Friday, March 29, 2024

March 29

 2025 self - another one for you.

I had planned to do my cocoon time, stay in my pajamas, drink at any time of day, just nap and maybe read.  But somehow, I'm reasonably OK.  Yesterday I started making the new swing seat.  I goofed up a bit and had to pick some out and resew, and of course things always take longer than I think they should (but if I admitted that I would never start anything).  But I got it all done but the one seam I had to sew by hand, and I did that after breakfast this morning.  It might have gone a little faster if I hadn't had help.


A couple of days ago I started to take the swing frame apart in case I had problems and had to do some soaking in WD-40 (which I did).  At which point serious swearing happened.  When I was doing the Great Barn Cleanout I dumped a *lot* of tools (I also kept a *lot* of tools).  One thing that I rehomed was a couple of sets of socket wrenches.  I don't think I've ever used one in my life, and couldn't think of a circumstance where I might ever use one.

Guess what I needed to take the swing apart.  Fortunately, rather than the donation site, I had give two sets of wrenches to Rik.  He kindly gave me one of them back.

Would it have been easier to take the swing apart and put it back together again with some assistance?  Hell, yeah.  Was I able to do it on my own.  Also hell, yeah.  And now I have my swing back.  I had my lunch sitting on it, and even took a short nap.

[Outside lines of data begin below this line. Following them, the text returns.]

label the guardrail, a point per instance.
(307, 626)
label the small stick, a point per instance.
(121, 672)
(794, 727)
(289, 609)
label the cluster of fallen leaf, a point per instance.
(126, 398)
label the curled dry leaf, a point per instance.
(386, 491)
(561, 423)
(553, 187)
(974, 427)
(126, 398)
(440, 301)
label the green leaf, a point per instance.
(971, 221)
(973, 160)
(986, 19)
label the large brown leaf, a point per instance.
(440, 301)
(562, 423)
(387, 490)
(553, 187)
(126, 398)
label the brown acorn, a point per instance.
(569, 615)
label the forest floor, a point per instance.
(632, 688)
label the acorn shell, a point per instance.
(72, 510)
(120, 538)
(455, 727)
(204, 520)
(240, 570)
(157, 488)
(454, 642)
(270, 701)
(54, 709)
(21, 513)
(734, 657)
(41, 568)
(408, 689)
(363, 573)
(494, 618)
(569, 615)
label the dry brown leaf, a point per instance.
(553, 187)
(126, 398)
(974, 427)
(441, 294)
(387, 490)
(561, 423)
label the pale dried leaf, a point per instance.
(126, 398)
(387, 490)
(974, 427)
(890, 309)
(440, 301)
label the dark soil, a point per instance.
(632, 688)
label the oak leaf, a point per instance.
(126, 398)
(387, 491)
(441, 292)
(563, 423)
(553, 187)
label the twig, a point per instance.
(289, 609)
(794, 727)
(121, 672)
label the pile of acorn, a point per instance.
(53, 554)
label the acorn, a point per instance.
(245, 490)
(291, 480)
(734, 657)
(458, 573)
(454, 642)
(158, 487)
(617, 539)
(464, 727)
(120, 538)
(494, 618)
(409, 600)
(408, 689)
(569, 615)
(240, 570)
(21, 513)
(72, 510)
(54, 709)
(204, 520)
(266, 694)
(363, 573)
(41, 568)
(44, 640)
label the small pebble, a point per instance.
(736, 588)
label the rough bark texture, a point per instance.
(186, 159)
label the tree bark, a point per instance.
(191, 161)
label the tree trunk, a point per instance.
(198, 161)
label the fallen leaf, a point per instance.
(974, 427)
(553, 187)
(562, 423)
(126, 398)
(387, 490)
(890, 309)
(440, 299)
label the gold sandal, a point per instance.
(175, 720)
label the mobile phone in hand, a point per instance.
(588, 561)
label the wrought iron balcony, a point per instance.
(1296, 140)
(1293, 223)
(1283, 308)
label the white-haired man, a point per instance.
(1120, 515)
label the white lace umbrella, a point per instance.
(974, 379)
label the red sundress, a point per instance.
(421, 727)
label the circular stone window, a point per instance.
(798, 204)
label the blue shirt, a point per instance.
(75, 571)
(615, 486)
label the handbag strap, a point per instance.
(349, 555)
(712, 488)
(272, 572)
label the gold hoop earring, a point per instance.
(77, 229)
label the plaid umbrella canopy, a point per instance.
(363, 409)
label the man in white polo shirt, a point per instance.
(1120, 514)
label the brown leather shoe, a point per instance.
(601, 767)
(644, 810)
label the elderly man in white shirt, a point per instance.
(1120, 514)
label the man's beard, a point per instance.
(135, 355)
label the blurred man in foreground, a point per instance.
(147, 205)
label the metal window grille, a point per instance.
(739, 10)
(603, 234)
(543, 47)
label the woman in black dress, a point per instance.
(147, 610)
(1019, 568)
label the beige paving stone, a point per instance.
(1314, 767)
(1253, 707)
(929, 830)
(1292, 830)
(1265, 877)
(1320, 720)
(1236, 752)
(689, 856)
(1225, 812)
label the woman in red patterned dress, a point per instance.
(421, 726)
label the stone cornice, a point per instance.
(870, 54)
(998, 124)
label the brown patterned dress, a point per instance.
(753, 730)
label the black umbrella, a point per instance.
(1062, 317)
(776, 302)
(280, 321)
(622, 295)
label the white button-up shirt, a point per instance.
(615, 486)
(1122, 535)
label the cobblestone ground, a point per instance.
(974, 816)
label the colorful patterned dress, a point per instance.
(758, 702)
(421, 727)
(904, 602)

I had written about getting my new chicks.  They are very cute.


When I was at the feed store recovering my socket wrenches from Rik, Christie gave me a little bantam hen (she had just gotten a half-dozen).  It's nice for my remaining hen Rock to finally have company.  Ebaida has named her Djali, after the little white goat in Hunchback of Notre Dame.


It was quite pretty outside this afternoon, so I spent some time hacking down some feral bamboo.  Last post I had mentioned finding a new blog by a woman that I have followed for years.  I had sent her a comment with condolences, because she, like me, is a March widow.  How the loss is so contrasted with all the bursting of new growth, green leaves, spring peepers, baby chicks.  She liked the term "March widow" and said that this year she was trying to enjoy spring again, rather than be affronted by it.

I'm doing better this year than I have in previous years.  Maybe the Great Barn Clean out helped me with some letting go.  I've been able, for the first time, been able to sleep in the bed instead of the couch (possibly partly because the Great Barn Clean out has really done a number on my hip and it hurts to sleep on the couch).  I'm just somehow calmer than I expected to be.  I'm still functioning far better than I have the previous four Marches.

Jeff will be in town briefly tomorrow and is coming to see me.  I would have said no to anyone else, because I don't want to act as if I'm OK.  But this is Jeff, friend of over 20 years, and the one who drove to Gainesville (with Rob) to bring me home.  Heck - he probably wouldn't care if I stay in my pajamas.

I'm even going to end this with another cute picture.   Suzie, for some reason, has always wanted a beaver for the museum.  And an orphan has now found its way to us.  I have to admit that he's quite adorable.  Life continues.